The Japanese killed around 3,000 US Servicemen and did Billions of dollars worth of damage to our Assets, and then proceeded to threaten our allies and other foreign assets.
The confederates shelled some rocks, killed no one, and did it all on their own land.
You do something very ugly when you make such bald faced lying comparisons. What the Japanese did is orders of magnitude worse than what the Confederates did.
Any other parts of our foundational documents you would like to dispense with while you’re at it?
Personally, while I think we must keep all the ones you don’t like, I’d happily do away with the 16th and the 17th Amendments.
This means they did not agree with you, and therefore their document was not intended to agree with you either.
Forget about them for a minute.
How about you? Are black men men, or not?
Are they or are they not endowed by their Creator with certain UNALIENABLE rights?
"We hold these truths to be self-evident, that all men are CREATED EQUAL, that they are endowed by their Creator with certain unalienable rights, that among these are life, liberty and the pursuit of happiness. That to secure these rights, governments are instituted among men..."
“These communities [the Fathers of the Republic], by their representatives in old Independence Hall, said to the whole world of men: ‘We hold these truths to be self-evident: that all men are created equal; that they are endowed by their Creator with certain inalienable rights; that among these are life, liberty, and the pursuit of happiness.’
“This was their majestic interpretation of the economy of the Universe. This was their lofty, and wise, and noble understanding of the justice of the Creator to his creatures.
“Yes, gentlemen, to all his creatures, to the whole great family of man. In their enlightened belief, nothing stamped with the Divine image and likeness was sent into the world to be trodden on and degraded, and imbruted by its fellows. They grasped not only the whole race of man then living, but they reached forward and seized upon the farthest posterity. They erected a beacon to guide their children, and their children’s children, and the countless myriads who should inhabit the earth in other ages.

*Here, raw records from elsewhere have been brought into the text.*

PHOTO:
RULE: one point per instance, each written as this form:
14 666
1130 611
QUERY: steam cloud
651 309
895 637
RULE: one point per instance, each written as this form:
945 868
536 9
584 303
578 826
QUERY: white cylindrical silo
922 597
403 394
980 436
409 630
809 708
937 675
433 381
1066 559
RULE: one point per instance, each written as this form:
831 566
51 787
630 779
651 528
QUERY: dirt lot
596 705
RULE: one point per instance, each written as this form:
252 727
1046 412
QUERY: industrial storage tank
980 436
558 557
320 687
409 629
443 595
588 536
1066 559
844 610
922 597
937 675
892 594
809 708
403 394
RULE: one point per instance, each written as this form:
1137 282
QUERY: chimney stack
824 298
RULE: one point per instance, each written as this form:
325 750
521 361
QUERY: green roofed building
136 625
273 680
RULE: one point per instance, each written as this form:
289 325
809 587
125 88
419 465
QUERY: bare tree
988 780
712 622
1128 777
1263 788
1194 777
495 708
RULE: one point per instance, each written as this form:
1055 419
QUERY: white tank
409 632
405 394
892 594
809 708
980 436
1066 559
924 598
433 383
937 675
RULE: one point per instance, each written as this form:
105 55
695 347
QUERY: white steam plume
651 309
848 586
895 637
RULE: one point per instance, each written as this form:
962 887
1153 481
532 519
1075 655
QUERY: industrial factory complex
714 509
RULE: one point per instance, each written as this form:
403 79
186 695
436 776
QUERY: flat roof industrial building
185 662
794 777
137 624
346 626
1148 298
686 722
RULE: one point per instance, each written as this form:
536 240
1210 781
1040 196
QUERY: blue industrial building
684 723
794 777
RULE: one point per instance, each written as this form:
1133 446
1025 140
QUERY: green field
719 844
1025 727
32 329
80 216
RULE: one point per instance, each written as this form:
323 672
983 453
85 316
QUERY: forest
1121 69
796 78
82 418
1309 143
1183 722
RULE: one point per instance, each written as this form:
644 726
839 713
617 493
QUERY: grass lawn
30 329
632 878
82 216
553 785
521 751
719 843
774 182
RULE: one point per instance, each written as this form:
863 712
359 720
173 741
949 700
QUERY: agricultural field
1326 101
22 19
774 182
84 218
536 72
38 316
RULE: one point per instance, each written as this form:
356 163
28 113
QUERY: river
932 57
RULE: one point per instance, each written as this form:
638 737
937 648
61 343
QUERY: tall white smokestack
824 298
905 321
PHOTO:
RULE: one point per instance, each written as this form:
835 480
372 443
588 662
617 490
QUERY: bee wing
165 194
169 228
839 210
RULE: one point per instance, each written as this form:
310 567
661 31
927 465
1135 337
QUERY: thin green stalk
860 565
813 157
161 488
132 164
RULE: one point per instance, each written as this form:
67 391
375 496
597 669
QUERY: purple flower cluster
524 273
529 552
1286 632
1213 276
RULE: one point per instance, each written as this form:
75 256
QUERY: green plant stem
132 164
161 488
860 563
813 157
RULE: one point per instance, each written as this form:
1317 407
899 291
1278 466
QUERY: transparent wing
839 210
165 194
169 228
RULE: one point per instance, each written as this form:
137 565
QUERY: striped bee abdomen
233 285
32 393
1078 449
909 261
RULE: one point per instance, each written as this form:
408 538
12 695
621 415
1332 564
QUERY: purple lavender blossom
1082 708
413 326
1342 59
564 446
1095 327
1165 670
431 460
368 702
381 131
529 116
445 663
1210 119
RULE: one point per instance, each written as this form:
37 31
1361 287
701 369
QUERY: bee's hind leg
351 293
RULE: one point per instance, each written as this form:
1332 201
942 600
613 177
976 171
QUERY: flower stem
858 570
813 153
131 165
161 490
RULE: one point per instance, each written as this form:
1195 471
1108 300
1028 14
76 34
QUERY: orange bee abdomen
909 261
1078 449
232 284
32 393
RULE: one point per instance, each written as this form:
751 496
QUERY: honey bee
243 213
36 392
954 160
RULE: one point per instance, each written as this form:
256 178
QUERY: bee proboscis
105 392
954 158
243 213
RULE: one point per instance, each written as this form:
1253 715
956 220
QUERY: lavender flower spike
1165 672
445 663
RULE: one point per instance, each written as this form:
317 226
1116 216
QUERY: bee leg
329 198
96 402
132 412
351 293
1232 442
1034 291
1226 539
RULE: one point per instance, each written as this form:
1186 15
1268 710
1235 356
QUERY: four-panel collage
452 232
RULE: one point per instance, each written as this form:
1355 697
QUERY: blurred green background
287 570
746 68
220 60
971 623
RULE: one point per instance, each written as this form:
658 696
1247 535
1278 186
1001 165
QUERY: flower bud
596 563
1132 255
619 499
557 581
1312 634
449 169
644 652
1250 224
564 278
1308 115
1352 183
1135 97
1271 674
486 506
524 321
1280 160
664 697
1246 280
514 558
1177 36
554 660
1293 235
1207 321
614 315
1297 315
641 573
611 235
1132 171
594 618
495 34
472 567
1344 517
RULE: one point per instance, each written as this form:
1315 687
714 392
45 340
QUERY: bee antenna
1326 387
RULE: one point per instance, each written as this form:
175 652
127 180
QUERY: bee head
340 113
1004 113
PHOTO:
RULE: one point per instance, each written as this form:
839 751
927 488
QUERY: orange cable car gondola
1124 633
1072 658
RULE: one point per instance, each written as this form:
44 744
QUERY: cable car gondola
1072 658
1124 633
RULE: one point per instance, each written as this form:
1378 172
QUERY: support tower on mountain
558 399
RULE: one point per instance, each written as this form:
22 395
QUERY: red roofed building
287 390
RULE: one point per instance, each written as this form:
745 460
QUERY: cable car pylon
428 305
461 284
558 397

“Wise statesmen as they were, they knew the tendency of prosperity to breed tyrants, and so they established these great self-evident truths, that when in the distant future some man, some faction, some interest, should set up the doctrine that none but rich men, or none but white men, or none but Anglo-Saxon white men, were entitled to life, liberty, and the pursuit of happiness, their posterity might look up again to the Declaration of Independence and take courage to renew the battle which their fathers began, so that truth and justice and mercy and all the humane and Christian virtues might not be extinguished from the land; so that no man would hereafter dare to limit and circumscribe the great principles on which the temple of liberty was being built.
“Now, my countrymen, if you have been taught doctrines conflicting with the great landmarks of the Declaration of Independence; if you have listened to suggestions which would take away from its grandeur and mutilate the fair symmetry of its proportions; if you have been inclined to believe that all men are not created equal in those inalienable rights enumerated by our chart of liberty, let me entreat you to come back. Return to the fountain whose waters spring close by the blood of the Revolution. Think nothing of me take no thought for the political fate of any man whomsoever but come back to the truths that are in the Declaration of Independence. You may do anything with me you choose, if you will but heed these sacred principles. You may not only defeat me for the Senate, but you may take me and put me to death. While pretending no indifference to earthly honors, I do claim to be actuated in this contest by something higher than an anxiety for office. I charge you to drop every paltry and insignificant thought for any man’s success. It is nothing; I am nothing; Judge Douglas is nothing. But do not destroy that immortal emblem of Humanity the Declaration of American Independence.”
— Abraham Lincoln, speech in Lewiston, Illinois, August 17, 1858, four days before his first historic debate with Stephen A. Douglas, Printed in the Chicago Press and Tribune.